The fundamental issues present in The Distance don’t show themselves straight away and at the outset, teh premise is enticing. The Distance is set in a near-future England where a prison community has been set up called The Program. Think of a town but with a fence around it and that is essentially what The Program is, a place for prisoners to still function as members of a society but still be caged off from everyone else. By day, the prisoners in The Program go about their daily business. There are shops and jobs to be done. There are few guards. But by night, after the gates have been locked, The Program becomes a more deadly place where people can exact torture on others without any intervention at all. It’s a cool idea, although I can’t really see it ever actually happening in the real world. That’s not an issue in itself, but the core rules and regulations of just what this place is and why it exists are glossed over.
We follow Karla, a woman with contacts everywhere, a woman who can get stuff done, if you catch my drift. Get deadly stuff done. She has been out of the game for a while but a familiar face pops up in her life and she is offered a new job – a hit on a woman who is in The Program. The Program is impossible to get in to, it’s insanely high risk…so of course she takes the job. We meet Simon, the second protagonist, who wants to enter The Program and carry out the task with Karla’s help. He has a chequered past, previously having to disappear when he crossed a powerful man, a man called Quillan, who just so happens to be the unofficial leader of The Program.
Things move at a brisk pace – so much so that it is pretty hard to get your bearings at first. But when you are in the story, you rarely get time to sit back and think. Which is good, because when you start to think, the issues arise. As Simon enters The Program (actually really easily) and meets the woman he is supposed to kill, it is easy to mistake situational context for characterisation. To be fair though, Simon is really the only character that you feel like you slightly know by the end. You get to find out about his past, you get to know what he’s done and his many regrets. He is the closest thing to an established character here.

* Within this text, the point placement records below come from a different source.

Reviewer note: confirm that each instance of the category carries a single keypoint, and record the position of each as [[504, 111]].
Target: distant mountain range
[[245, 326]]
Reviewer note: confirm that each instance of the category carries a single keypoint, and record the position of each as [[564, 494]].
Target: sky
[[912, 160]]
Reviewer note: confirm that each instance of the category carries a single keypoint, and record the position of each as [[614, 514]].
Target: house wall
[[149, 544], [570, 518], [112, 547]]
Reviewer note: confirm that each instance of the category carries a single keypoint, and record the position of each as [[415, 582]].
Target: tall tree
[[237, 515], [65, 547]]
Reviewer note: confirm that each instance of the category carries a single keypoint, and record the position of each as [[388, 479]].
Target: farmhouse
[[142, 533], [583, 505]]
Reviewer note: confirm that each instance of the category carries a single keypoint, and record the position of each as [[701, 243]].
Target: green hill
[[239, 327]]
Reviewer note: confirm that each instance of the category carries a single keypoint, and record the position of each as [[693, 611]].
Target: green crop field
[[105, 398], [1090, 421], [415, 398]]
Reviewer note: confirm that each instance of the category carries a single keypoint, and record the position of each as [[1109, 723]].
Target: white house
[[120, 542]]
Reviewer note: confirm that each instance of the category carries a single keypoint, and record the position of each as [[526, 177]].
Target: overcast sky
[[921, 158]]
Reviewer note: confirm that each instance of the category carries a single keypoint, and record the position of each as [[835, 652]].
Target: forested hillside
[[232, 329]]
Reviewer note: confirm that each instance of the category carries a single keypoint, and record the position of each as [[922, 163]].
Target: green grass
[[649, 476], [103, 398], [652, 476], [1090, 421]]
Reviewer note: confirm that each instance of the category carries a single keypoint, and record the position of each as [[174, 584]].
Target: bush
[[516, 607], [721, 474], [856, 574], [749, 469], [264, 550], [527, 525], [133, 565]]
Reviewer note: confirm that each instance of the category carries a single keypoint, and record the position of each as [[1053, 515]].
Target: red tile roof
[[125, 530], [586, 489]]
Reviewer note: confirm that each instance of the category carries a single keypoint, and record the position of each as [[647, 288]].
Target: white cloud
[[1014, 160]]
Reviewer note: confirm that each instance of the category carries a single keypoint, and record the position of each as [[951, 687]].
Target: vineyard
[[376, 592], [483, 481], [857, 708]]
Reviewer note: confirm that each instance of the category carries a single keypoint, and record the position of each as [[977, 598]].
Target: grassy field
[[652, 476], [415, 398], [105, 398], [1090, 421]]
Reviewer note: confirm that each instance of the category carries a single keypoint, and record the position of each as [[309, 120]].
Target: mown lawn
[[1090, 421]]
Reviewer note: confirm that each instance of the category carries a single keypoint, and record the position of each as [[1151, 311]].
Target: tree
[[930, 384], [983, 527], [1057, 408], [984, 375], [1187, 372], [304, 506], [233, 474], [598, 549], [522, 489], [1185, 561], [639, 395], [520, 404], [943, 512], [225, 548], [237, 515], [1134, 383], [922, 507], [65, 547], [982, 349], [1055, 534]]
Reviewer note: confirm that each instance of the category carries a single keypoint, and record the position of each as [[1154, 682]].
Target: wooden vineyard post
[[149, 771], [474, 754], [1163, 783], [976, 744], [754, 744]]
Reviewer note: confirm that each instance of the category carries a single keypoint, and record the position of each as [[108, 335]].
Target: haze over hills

Karla is another case entirely. When all is said and done, I can tell you one thing about Karla. She is a woman. Literally, that is it. I can’t even say, with any degree of certainty, that her name is Karla. Sometimes she’s called Charlotte. Sometimes she’s called Laura. I don’t know anything else about her. The two main characters have questionable morals, having killed many people, or at least having organised it, and we’re supposed to care about them. Because plot. When a significant amount of the emotional weight in the story is based on the moralities of right and wrong, a pair of cold protagonists probably isn’t the best way to explore it. This could have easily been resolved with some more backstory, telling us why Karla got into the business and how she came to be so cold. But no, there is literally no time.
And that’s the main problem with The Distance. Every single element need more room to breathe. The characterisation, the scene-setting, even the action is as bare bones as it can be. The prose is barren, with ultra short sentences and little to no description. You would be forgiven for getting lost a few times, because I did. And that’s before even mentioning a tacked on third protagonist who really isn’t needed. At all.
The Distance is a book I feel I could have loved, if it had been written entirely differently. The cold prose left me wondering why I had any stake in the story at all. The characters were bland and lacking detail, leading us through an exciting story with no consequence whatsoever. The Distance feels like a book skim-read and skim-written.